My langchain version is 1.2.6 at the time of writing.
1 Like
Hi there,
I’ve just done some investigation around the topic. And the conclusions are as follows:
- injection mechanizm is not part of the
AgentExecutor - InjectedToolArg and the others will not work
- so if you need injection (config/context/runtime) in tools, you generally want LangGraph (StateGraph/ToolNode) or a custom executor (a subclass of the
AgentExecutor) that forwards config/context/runtime into tool invocation.
And refering to your questions @eddienubes:
- Is
InjectedToolArg useless? No when you work with StateGraph - it’s a marker that means “this value is not controlled by the model”. LLM-facing tool-call schema excludes injected args (so the model cannot set them).
- Why are injected args still in the Pydantic input schema? Because LangChain distinguishes:
tool_call_schema: what the LLM is allowed/expected to generate (excludes injected args)
get_input_schema() / args_schema: what runtime / programmatic callers can pass and should be validated (includes injected args)

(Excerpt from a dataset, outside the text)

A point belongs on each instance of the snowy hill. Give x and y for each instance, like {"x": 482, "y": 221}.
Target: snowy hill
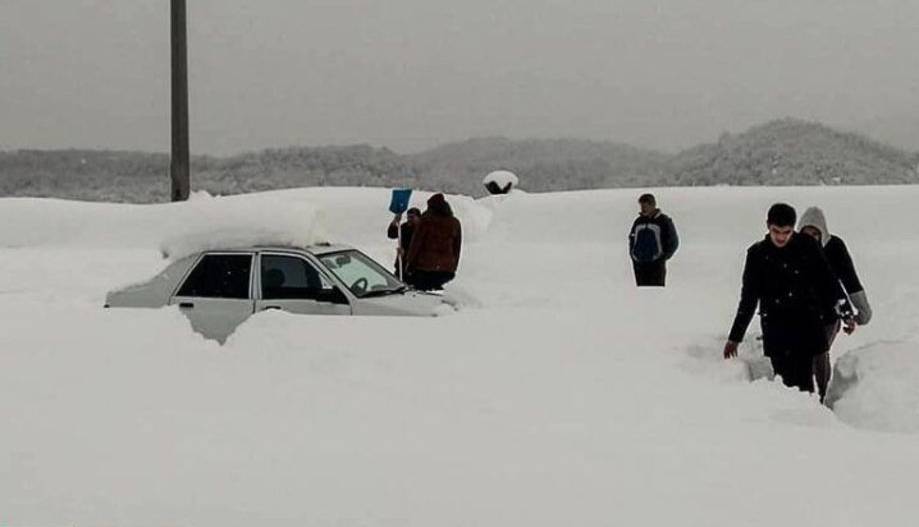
{"x": 783, "y": 152}
{"x": 794, "y": 152}
{"x": 558, "y": 395}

This is explicit in schema construction: injected args are included by default when building the validation model (include_injected=True) “when validating tool inputs”.
1 Like
Thank you for a detailed answer, that makes much more sense!
I feel like I should’ve included some context. The argument I was passing to the tool manually was another subgraph, that’s I when saw that validating such a value is unnecessary as it was just a regular function parameter.
However, now I see that universal pydantic validation, both from LLM and manual invocation perspectives, provides more flexibility in terms of allowed input no matter how we call the tool.
Btw, passing an argument like tool.ainvoke({**call, "subgraph": subgraph}) worked for me.